Unit 2: Molecular and Ionic Compound Structure and Properties - Bonding Patterns

Chemical Bond

Attractive forces holding atoms together, driven by potential energy minimization.

Octet Rule

Atoms bond to achieve a stable electron configuration, typically resembling that of a noble gas.

Ionic Bonding

Electrostatic attraction between cations and anions due to electron transfer.

Covalent Bonding

Sharing of valence electrons between nuclei.

Nonpolar Covalent Bond

Electrons shared equally between atoms, resulting in no dipole.

Polar Covalent Bond

Electrons shared unequally, creating a dipole with partial charges.

Metallic Bonding

Attraction between positive metal ions and a sea of delocalized electrons.

Potential Energy Curve

Graph showing the relationship between potential energy and internuclear distance.

Bond Length

Distance at which attractive and repulsive forces are balanced, resulting in minimum energy.

Bond Energy

Energy required to break a bond; deeper wells indicate stronger bonds.

Coulomb's Law

Quantifies the strength of ionic interactions based on charge and distance.

Crystal Lattice

Continuous 3D array formed by ionic compounds.

High Melting Point

Characteristic of ionic solids, requiring substantial energy to break the lattice.

Brittleness

Tendency of ionic solids to shatter when layers shift, causing like charges to repel.

Conductivity in Solids

Ionic solids do not conduct electricity as ions are fixed in place.

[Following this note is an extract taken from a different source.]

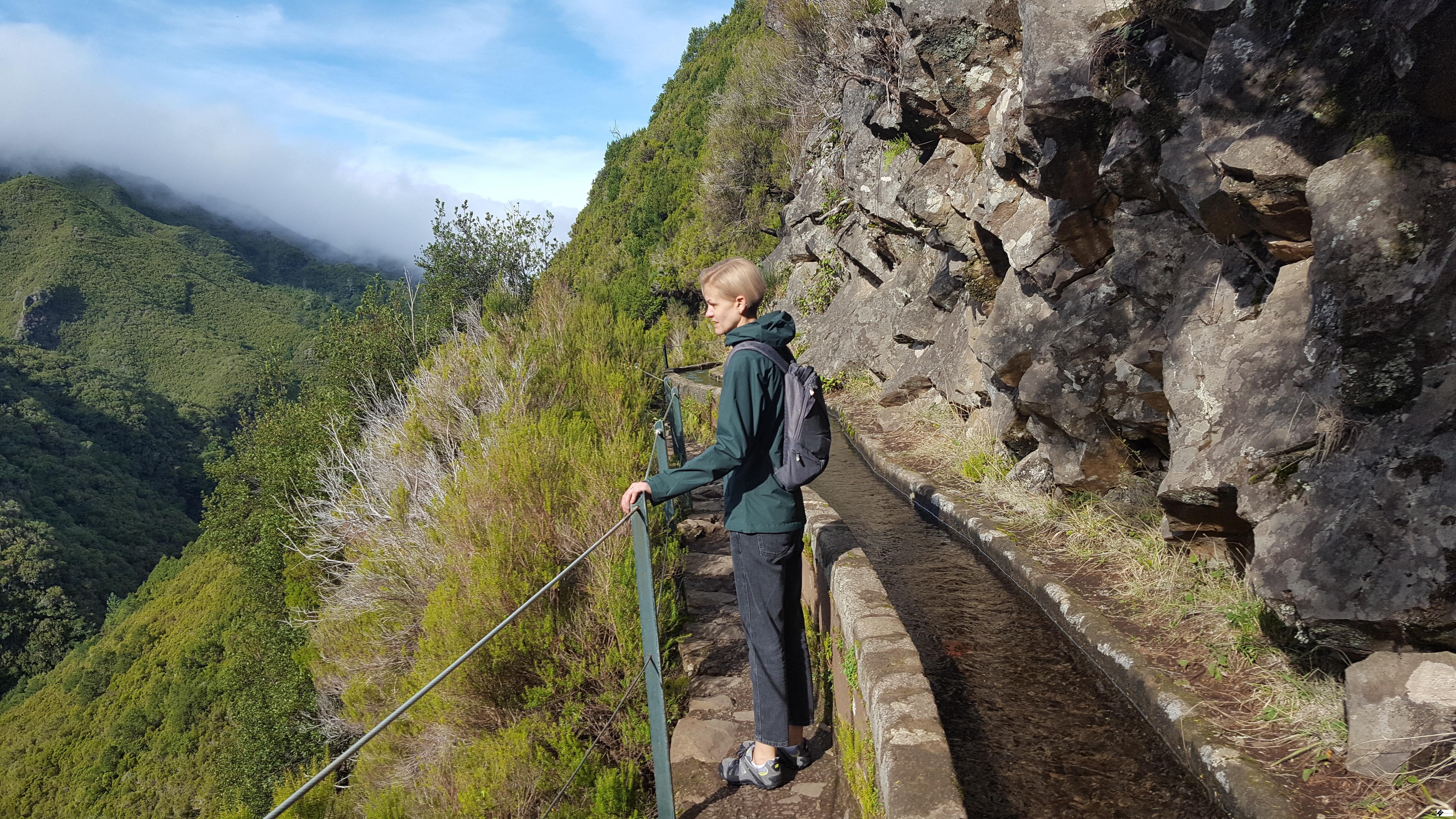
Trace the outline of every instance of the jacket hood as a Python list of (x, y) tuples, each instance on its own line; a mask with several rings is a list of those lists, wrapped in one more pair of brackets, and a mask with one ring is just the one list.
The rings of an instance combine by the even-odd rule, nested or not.
[(773, 310), (756, 322), (729, 329), (724, 335), (724, 344), (732, 347), (740, 341), (761, 341), (769, 347), (788, 347), (794, 341), (794, 316), (783, 310)]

Conductivity in Molten State

Ionic compounds conduct electricity when melted or dissolved, as ions are free to move.

Electron Sea Model

Model of metals where positive ions are surrounded by a sea of delocalized electrons.

Malleability

Ability of metals to be hammered into thin sheets due to non-directional bonding.

Ductility

Ability of metals to be drawn into wires; facilitated by the electron sea model.

Substitutional Alloys

Alloys formed by replacing host metal atoms with atoms of similar size.

Interstitial Alloys

Alloys formed when small atoms occupy spaces between larger host metal atoms.

Lattice Energy

Energy associated with the formation of the ionic lattice from its gaseous ions.

Difference in Electronegativity (ΔEN)

Plays a critical role in determining the type of bond formed between atoms.

Electrostatic Forces at Play

Affected by attraction and repulsion among nuclei and electron clouds.

Transition Metals Identification Pitfall

Do not assume bonds involving metals are ionic; consider properties.

Bond Energy vs. Lattice Energy Comparison

Bond energy relates to covalent bonds, while lattice energy relates to ionic solids.